Plus globalement, le fait que les Français sont partagés sur ce sujet, avec des niveaux d’opposition non négligeables au sein de chaque camp politique, doit aussi beaucoup à la complexité de la situation en Syrie (les responsabilités ne semblent pas clairement établies) et aux doutes qui peuvent exister quant à l’efficacité d’une éventuelle intervention militaire en Syrie.

Marc Crapez : La « discipline de gauche » force l’esprit critique à s’arrêter aussitôt qu’il pourrait faire le jeu de l’adversaire de droite. Les socialistes n’ayant pas de prise sur la crise française, ils donnent le change avec le mariage gay, le non-cumul des mandats et la guerre extérieure, trois gadgets dont le rapport coûts/bénéfices est intéressant.

Ce ne serait pas la première fois où la politique intérieure parasite la diplomatie ou la stratégie.

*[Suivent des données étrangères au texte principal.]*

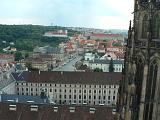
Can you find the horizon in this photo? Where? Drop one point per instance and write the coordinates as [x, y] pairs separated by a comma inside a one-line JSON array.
[[102, 14]]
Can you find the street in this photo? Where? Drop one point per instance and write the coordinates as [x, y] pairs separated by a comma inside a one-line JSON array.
[[68, 66]]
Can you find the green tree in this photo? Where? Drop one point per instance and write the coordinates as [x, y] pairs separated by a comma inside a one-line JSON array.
[[26, 54], [111, 68], [97, 70], [18, 56]]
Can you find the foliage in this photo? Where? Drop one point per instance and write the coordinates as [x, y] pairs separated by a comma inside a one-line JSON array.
[[30, 68], [111, 68], [26, 37], [101, 54], [26, 55], [18, 56], [97, 70]]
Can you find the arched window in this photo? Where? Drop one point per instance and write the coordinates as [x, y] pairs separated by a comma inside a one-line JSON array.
[[150, 90], [155, 27], [145, 23], [138, 84], [143, 1]]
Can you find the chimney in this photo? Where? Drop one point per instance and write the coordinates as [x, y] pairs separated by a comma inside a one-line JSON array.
[[0, 96], [61, 72]]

En mars 2012, le renseignement français avait localisé les principaux chefs d’AQMI, réunis dans une maison à Tombouctou et suggéré de les frapper. Mais en pleine campagne électorale, l’ex-président de la République eut semble-t-il peur des représailles contre les otages Français au Sahel. Cela rappelle l’épisode où l’armée américaine avait manqué Ben Laden en décembre 2001.

En Syrie, ce serait un non-sens de soutenir le régime en place qui est incapable de ramener la paix autrement qu’en massacrant ses opposants. On ne peut donc que soutenir les opposants, même si la proportion de djihadistes dans leurs rangs augmente puisque l’islamisme fournit les secours d’une discipline héroïque. J’ai soutenu la position française d’aide sans intervention sur le terrain, mais critiqué l’idée de faire du départ du dictateur un préalable à la négociation. Au lieu de faire de grandes déclarations, il aurait fallu livrer des armes à l’opposition sans le claironner et faire à Bachar el-Assad une guerre de l’ombre.